California’s competing bills, however, were not designed to target the legal gray area with as much precision as Colorado’s bill. What’s more, the special interests aligned against Uber in California have done an effective job of poisoning the well by taking such a hostile view of the company (and similar firms).

With no legislative alternative on the horizon for now, a battle in Sacramento has quickly begun to brew.

We’ll soon see whether California, which basically created social media at Facebook, Twitter and other companies including San Francisco-based Uber, itself severely hampers its most glittering and profitable industry. If Uber is harmed, what social media company next would come under fire in its home state?
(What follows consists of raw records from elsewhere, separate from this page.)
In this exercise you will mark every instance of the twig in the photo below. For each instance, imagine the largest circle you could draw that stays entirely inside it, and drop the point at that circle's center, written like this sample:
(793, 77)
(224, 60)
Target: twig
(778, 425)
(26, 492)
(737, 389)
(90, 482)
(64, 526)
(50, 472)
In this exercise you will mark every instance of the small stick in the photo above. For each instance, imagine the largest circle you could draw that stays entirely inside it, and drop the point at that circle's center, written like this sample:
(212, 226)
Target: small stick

Correction: The following wording was added after the word “completely”: “with one exception. Uber supplies ‘contingent liability coverage’ if a claim is denied by an insurance company on a driver’s personal coverage, which is primary during the time a driver is available but not carrying a passenger.”

We regret the error.

Also, an objection was made that Uber, Lyft and similar companies are not “social media.” In fact, they are, and not just because Uber is located in San Francisco. According to Oxford Dictionaries, social media are: “Websites and applications that enable users to create and share content or to participate in social networking.” In March, Shoutlet ran an article, “10 Lessons for Brands from Uber’s Social Marketing.” Bloomberg reported June 10, “Uber Rides Social Media Dominance to $17B Valuation.”